Thomas Sowell Quotes #3

“Where [democratic socialism and communism] differed was in whether the government officials who were to wield this power [to control the nation’s economy] should be elected by the general public, as advocated by democratic socialists, or chosen by some autocratic process, including dictatorship, as advocated by communists.*

“Although both socialist and communist governments began by replacing market economies with centrally planned economies in the twentieth century, by the end of that century most democratic socialist governments and most communist dictatorships had abandoned central planning after experiencing its results. Then, as many economic decisions were transferred from government officials to private individuals and organizations operating in markets, the rate of growth of output usually increased — dramatically in India and China. In both of these countries, this lifted millions of people out of dire poverty, as had happened in various other countries before. Despite the Marxian premise that the poor are poor because they are exploited by the rich, none of the Marxian dictatorships around the world with comprehensive central planning ever achieved as high a standard of living as was common in various market economies in Western Europe, North America or in such Asian nations as Japan and South Korea.

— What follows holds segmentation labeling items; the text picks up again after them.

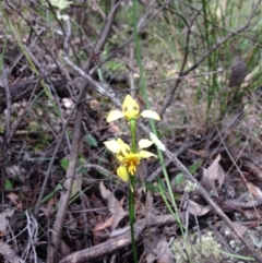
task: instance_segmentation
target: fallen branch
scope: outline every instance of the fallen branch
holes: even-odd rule
[[[142,232],[147,227],[153,226],[165,226],[175,223],[175,218],[172,215],[162,215],[162,216],[152,216],[151,218],[140,219],[134,224],[134,238],[135,240],[142,235]],[[116,250],[119,250],[123,247],[130,246],[130,231],[124,232],[121,236],[116,238],[110,238],[106,242],[99,243],[95,247],[84,249],[68,255],[67,258],[59,261],[59,263],[81,263],[87,261],[94,261],[103,255],[108,253],[112,253]]]

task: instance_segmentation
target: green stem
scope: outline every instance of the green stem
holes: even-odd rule
[[[135,133],[135,120],[130,120],[130,129],[131,129],[131,138],[132,138],[132,146],[131,152],[134,154],[136,152],[136,133]],[[130,232],[131,232],[131,243],[132,243],[132,250],[133,250],[133,260],[135,263],[138,263],[138,251],[135,247],[135,240],[134,240],[134,184],[135,184],[135,178],[133,175],[129,174],[129,180],[130,180],[130,188],[129,188],[129,218],[130,218]]]
[[[130,176],[130,183],[132,189],[134,189],[134,176]],[[134,192],[129,188],[129,218],[130,218],[130,232],[131,232],[131,243],[133,250],[133,260],[138,263],[138,251],[134,239]]]

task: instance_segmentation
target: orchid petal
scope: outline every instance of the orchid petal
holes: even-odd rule
[[[124,115],[122,111],[118,110],[118,109],[115,109],[115,110],[111,110],[107,117],[107,122],[111,122],[111,121],[115,121],[115,120],[118,120],[118,119],[121,119],[123,118]]]
[[[119,144],[119,146],[120,146],[120,152],[124,155],[124,156],[127,156],[128,154],[130,154],[130,146],[127,144],[127,143],[124,143],[123,141],[122,141],[122,139],[118,139],[117,140],[117,142],[118,142],[118,144]]]
[[[141,112],[141,116],[144,117],[144,118],[151,118],[151,119],[154,119],[154,120],[160,120],[159,115],[156,111],[151,110],[151,109],[143,110]]]
[[[124,115],[124,117],[130,120],[130,119],[136,119],[139,116],[139,105],[138,103],[130,96],[127,95],[123,104],[122,104],[122,112]]]
[[[150,157],[156,157],[157,158],[157,156],[155,154],[153,154],[151,152],[147,152],[147,151],[141,151],[139,153],[139,155],[140,155],[141,158],[150,158]]]
[[[118,154],[121,151],[119,143],[115,140],[104,142],[104,144],[108,150],[110,150],[115,154]]]
[[[139,147],[140,148],[147,148],[150,147],[154,142],[147,140],[147,139],[142,139],[139,141]]]
[[[128,169],[124,166],[119,166],[117,175],[126,182],[129,180]]]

“Despite the indispensability of government for some economic activities and its value for some other economic functions, the limitations of its ability to carry out some more sweeping economic activities under comprehensive central planning are not simply the limitations of particular individuals who wield power, but include inherent limitations on what power itself can accomplish.”

* “Other central planners include fascists, who allowed private ownership of the means of production, but with these owners subject to government dictates. In Germany, a special xenophobic form of fascism was called National Socialism, more commonly known by a contraction of this party’s name in Germany as Nazis.”